290. Word Pattern
1. Description
Given a pattern and a string s, find if s follows the same pattern.
Here follow means a full match, such that there is a bijection between a letter in pattern and a non-empty word in s. Specifically:
- Each letter in pattern maps to exactly one unique word in s.
- Each unique word in s maps to exactly one letter in pattern.
- No two letters map to the same word, and no two words map to the same letter.
2. Example
Example 1
Input: pattern = “abba”, s = “dog cat cat dog”
Output: true
Explanation:
The bijection can be established as:
- ‘a’ maps to “dog”.
- ‘b’ maps to “cat”.
Example 2
Input: pattern = “abba”, s = “dog cat cat fish”
Output: false
Example 3
Input: pattern = “aaaa”, s = “dog cat cat dog”
Output: false
3. Constraints
- 1 <= pattern.length <= 300
- pattern contains only lower-case English letters.
- 1 <= s.length <= 3000
- s contains only lower-case English letters and spaces ' ‘.
- s does not contain any leading or trailing spaces.

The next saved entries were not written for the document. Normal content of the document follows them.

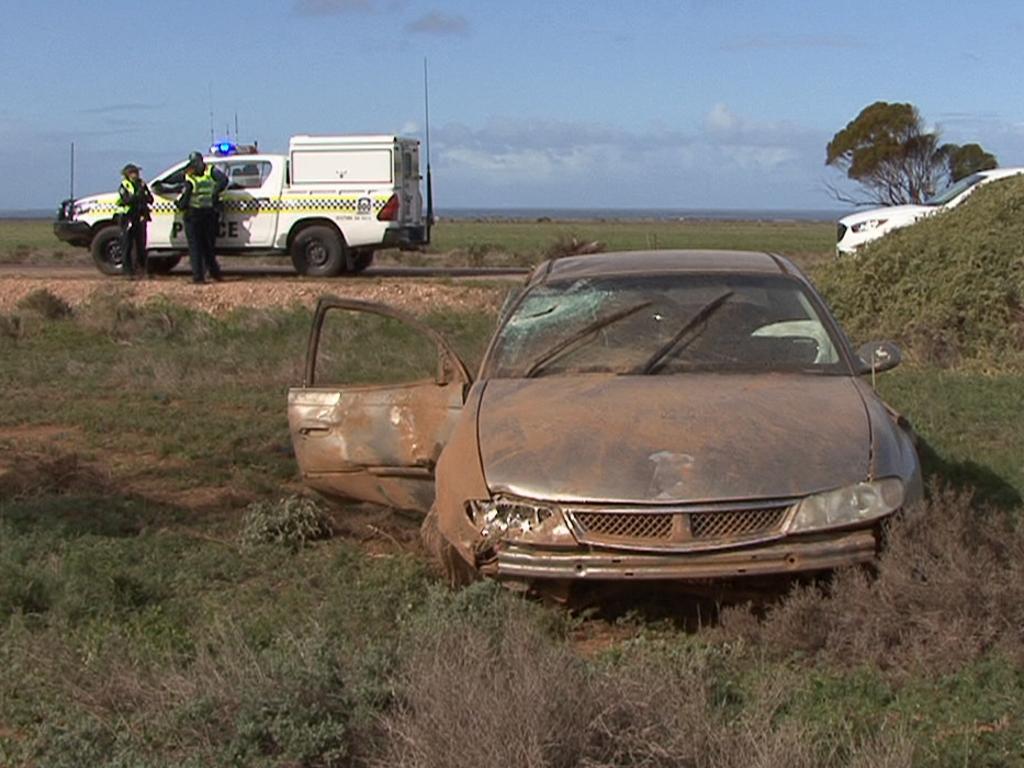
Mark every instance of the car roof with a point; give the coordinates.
(620, 262)
(1000, 172)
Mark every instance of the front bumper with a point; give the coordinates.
(73, 232)
(821, 552)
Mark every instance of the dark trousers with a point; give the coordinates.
(133, 245)
(201, 231)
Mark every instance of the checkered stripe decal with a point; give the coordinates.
(265, 205)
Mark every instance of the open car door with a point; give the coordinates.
(379, 398)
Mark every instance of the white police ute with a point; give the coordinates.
(330, 203)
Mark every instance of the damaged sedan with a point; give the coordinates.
(665, 415)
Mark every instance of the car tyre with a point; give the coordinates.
(161, 264)
(456, 571)
(105, 249)
(318, 252)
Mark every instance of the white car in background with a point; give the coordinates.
(863, 226)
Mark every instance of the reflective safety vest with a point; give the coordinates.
(203, 188)
(121, 208)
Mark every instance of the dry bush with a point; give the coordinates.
(45, 303)
(32, 473)
(949, 588)
(468, 697)
(567, 245)
(10, 326)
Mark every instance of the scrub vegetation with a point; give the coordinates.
(510, 243)
(950, 287)
(166, 600)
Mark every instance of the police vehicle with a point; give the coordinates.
(330, 204)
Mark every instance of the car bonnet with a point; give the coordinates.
(674, 438)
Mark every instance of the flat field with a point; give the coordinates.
(161, 605)
(516, 242)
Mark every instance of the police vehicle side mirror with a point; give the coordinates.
(166, 187)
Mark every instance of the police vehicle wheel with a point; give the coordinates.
(318, 252)
(105, 250)
(364, 258)
(161, 264)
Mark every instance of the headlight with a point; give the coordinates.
(864, 226)
(513, 518)
(853, 504)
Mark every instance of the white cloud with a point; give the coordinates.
(436, 23)
(331, 7)
(579, 163)
(721, 119)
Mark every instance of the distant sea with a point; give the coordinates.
(577, 214)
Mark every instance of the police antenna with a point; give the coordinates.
(426, 125)
(209, 86)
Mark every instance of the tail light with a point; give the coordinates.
(390, 210)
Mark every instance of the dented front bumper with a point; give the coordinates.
(787, 556)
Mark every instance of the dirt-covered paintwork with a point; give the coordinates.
(665, 458)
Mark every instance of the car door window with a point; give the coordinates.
(245, 173)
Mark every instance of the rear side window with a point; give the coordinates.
(245, 174)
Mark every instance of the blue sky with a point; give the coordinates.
(691, 103)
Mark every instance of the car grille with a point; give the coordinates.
(741, 522)
(626, 525)
(702, 527)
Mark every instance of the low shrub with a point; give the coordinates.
(45, 303)
(948, 589)
(293, 522)
(950, 287)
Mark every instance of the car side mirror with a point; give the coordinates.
(878, 356)
(165, 187)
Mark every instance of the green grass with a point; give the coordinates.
(32, 240)
(797, 238)
(492, 243)
(136, 631)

- All the words in s are separated by a single space.
4. Solutions
Hash Table
m = pattern.size(), n = s.size()
Time complexity: O(m + n)
Space complexity: O(m + n)
class Solution {
public:
bool wordPattern(const string &pattern, const string &s) {
const int n = pattern.size();
stringstream stream(s);
unordered_map<char, string> pattern_to_s;
unordered_map<string, char> s_to_pattern;
for (int i = 0; i < n; ++i) {
if (stream.eof()) {
return false;
}
char letter = pattern[i];
string str;
stream >> str;
if (pattern_to_s.find(letter) == pattern_to_s.end() &&
s_to_pattern.find(str) == s_to_pattern.end()) {
pattern_to_s[letter] = str;
s_to_pattern[str] = letter;
} else if (pattern_to_s[letter] != str || s_to_pattern[str] != letter) {
return false;
}
}
return stream.eof();
}
};